President George Herbert Walker Bush passed away on Nov. 30, at the age of 94. Many in Brooklyn will never forget the former president — just like he never forgot some of us.
Let me explain.
In 1988, rookie New York City Police Department officer Edward Byrne, who graduated from Bay Ridge’s Xaverian High School, was assassinated on the orders of a drug kingpin. Byrne’s father gave Bush his son’s badge, and the life-long statesman carried it with him while campaigning for president that year, and later kept it in his White House desk.
Bush — a class act in his personal, military, and political lives — never forgot Byrne. And the borough will always remember him for that.
Much like his presidential predecessor Ronald Reagan, Bush inspired a new generation to join the GOP because of his leadership.

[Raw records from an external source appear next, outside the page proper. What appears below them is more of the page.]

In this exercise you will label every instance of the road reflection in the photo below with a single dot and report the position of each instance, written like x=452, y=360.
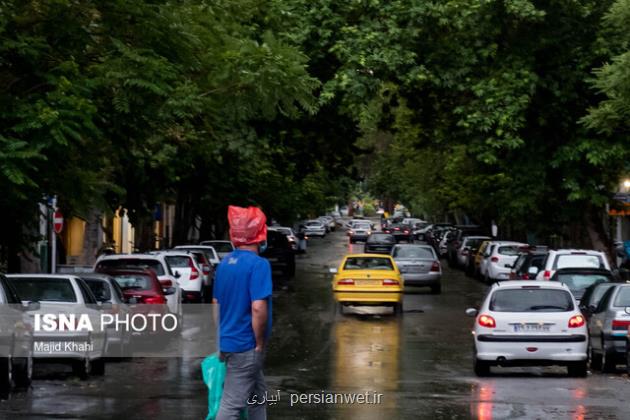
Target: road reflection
x=366, y=360
x=494, y=398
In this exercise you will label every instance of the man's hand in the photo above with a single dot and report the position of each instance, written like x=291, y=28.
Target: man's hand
x=259, y=322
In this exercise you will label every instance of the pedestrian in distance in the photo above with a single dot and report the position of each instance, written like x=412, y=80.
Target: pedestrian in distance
x=243, y=288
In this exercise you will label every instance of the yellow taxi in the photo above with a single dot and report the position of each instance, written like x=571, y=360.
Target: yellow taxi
x=368, y=279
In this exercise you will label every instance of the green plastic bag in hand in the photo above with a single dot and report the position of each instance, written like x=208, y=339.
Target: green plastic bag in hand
x=213, y=371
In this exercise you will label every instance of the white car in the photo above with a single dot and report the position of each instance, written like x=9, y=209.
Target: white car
x=314, y=228
x=188, y=273
x=572, y=258
x=68, y=294
x=288, y=232
x=155, y=262
x=221, y=247
x=498, y=259
x=529, y=323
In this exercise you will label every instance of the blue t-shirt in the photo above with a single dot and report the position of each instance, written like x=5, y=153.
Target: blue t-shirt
x=241, y=278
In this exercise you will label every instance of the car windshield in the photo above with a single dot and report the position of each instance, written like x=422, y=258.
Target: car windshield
x=176, y=261
x=474, y=243
x=221, y=246
x=44, y=290
x=383, y=238
x=531, y=300
x=598, y=293
x=623, y=297
x=579, y=261
x=133, y=281
x=578, y=283
x=155, y=265
x=100, y=289
x=368, y=263
x=413, y=252
x=509, y=250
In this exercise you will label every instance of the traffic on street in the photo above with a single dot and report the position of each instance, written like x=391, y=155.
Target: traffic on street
x=415, y=350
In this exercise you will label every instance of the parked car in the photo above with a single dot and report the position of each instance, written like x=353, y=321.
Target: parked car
x=579, y=279
x=498, y=260
x=314, y=228
x=288, y=232
x=400, y=231
x=455, y=239
x=379, y=243
x=155, y=262
x=527, y=323
x=280, y=254
x=465, y=250
x=608, y=328
x=188, y=273
x=419, y=266
x=106, y=290
x=360, y=232
x=528, y=263
x=222, y=248
x=572, y=258
x=591, y=297
x=368, y=279
x=16, y=340
x=58, y=292
x=208, y=259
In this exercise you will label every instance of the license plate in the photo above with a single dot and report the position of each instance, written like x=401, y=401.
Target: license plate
x=531, y=327
x=368, y=282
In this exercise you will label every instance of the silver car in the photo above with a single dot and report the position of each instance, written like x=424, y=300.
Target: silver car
x=419, y=265
x=608, y=328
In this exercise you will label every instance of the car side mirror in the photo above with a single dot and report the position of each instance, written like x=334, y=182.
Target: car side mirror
x=31, y=306
x=471, y=312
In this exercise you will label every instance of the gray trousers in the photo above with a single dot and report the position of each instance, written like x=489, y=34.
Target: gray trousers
x=244, y=381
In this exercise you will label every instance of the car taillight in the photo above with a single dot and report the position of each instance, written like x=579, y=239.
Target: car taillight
x=194, y=273
x=154, y=300
x=390, y=282
x=576, y=321
x=206, y=269
x=619, y=324
x=345, y=282
x=486, y=321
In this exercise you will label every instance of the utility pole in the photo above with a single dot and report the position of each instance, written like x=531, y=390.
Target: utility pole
x=53, y=236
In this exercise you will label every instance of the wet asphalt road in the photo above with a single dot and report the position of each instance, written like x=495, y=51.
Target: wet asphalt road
x=420, y=362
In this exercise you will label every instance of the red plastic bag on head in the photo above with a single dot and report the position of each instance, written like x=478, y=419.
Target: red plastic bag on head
x=247, y=225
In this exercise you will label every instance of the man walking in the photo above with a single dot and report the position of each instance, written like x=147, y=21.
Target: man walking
x=242, y=288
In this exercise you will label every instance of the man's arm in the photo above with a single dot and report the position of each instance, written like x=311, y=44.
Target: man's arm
x=259, y=322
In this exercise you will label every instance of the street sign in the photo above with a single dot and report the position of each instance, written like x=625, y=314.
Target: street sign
x=57, y=221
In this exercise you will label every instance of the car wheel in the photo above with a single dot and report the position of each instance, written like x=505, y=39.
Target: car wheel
x=481, y=368
x=595, y=359
x=577, y=369
x=98, y=367
x=23, y=372
x=82, y=368
x=6, y=377
x=608, y=360
x=340, y=308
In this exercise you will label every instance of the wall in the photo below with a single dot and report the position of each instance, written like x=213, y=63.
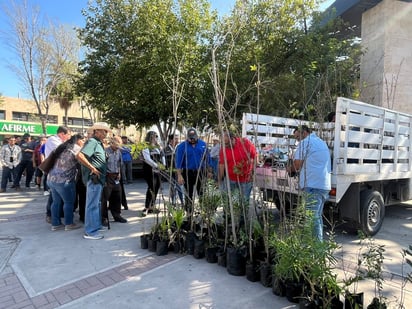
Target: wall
x=386, y=66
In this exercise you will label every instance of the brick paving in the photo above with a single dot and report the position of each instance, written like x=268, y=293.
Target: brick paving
x=14, y=296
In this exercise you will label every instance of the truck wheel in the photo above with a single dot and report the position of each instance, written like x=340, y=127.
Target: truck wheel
x=372, y=211
x=284, y=206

When Reagan died in June 2004, I vividly remember talking to my friend Nicole Malliotakis, now a Republican Assemblywoman, on the telephone for hours while we both teared up watching his funeral services on television. She and I reflected on Reagan’s significant positive contributions to our nation and world, and his impact on us becoming Republicans.
This week, following Bush’s death, there are many Americans with similar stories and wet eyes as well.
Bush was a beloved husband, father, and grandfather. He was married to his wife Barbara for more than seven decades before she died in April. Many say that when someone loses his or her life companion at an older age, that person is soon called to join their loved one in the after-life. So, perhaps it should not be surprising that only seven months after Barbara passed away, former President Bush joined her for eternity.
Bush, or “41,” served as Reagan’s loyal vice president for eight years before becoming the first sitting vice president to assume the presidency since Vice President Martin Van Buren succeeded President Andrew Jackson in 1836. And Bush and his son, former President George W. Bush, were only the second father-and-son pair to occupy the Oval Office, along with John Adams and John Quincy Adams.
One could easily make the argument that Bush Senior was the most successful one-term president in our nation’s history. After all, who can forget his “This will not stand” declaration following Saddam Hussein’s 1990 invasion of Kuwait — or, more significantly, his forging of one of the most impressive international military coalitions to carry out that promise. Bush also managed the successful end of the Cold War, and oversaw the fall of the Berlin Wall, in his four years in office.
The elder Bush understood he was about to lead a new world order when he said in his 1989 inaugural address, “For a new breeze is blowing, and a world refreshed by freedom seems reborn; for in man’s heart, if not in fact, the day of the dictator is over. The totalitarian era is passing, its old ideas blown away like leaves from an ancient, lifeless tree. A new breeze is blowing, and a nation refreshed by freedom stands ready to push on. There is new ground to be broken, and new action to be taken.”
Indeed, Bush took those actions in Kuwait, as well as in Panama, when he gave the order to remove that country’s then dictator Manuel Noriega from power during “Operation Just Cause,” and in the Soviet Union, by developing a new relationship with its then leader Mikhail Gorbachev.
The 41st commander-in-chief always had the respect of those he led, because he was one of them. On his 18th birthday, Bush enlisted in the U.S. Navy — despite his family’s wealth and the cushy private life it could have bankrolled — and went on to serve in World War II as one of that military branch’s youngest aviators.
He also reminded many folks of a time when politics was not just us versus them and a zero-sum game between political parties.
His character and patriotism can be gleaned in the traditional note an outgoing president leaves his successor, when Bush wrote to Bill Clinton in 1993, “You will be our President when you read this note. I wish you well. I wish your family well. Your success now is our country’s success. I am rooting hard for you.”
May we hope that Bush’s legacy is a reminder to all Americans that patriotism should always come before party politics.
Bob Capano is the chairman of the Brooklyn Reform Party and is a professor of political science.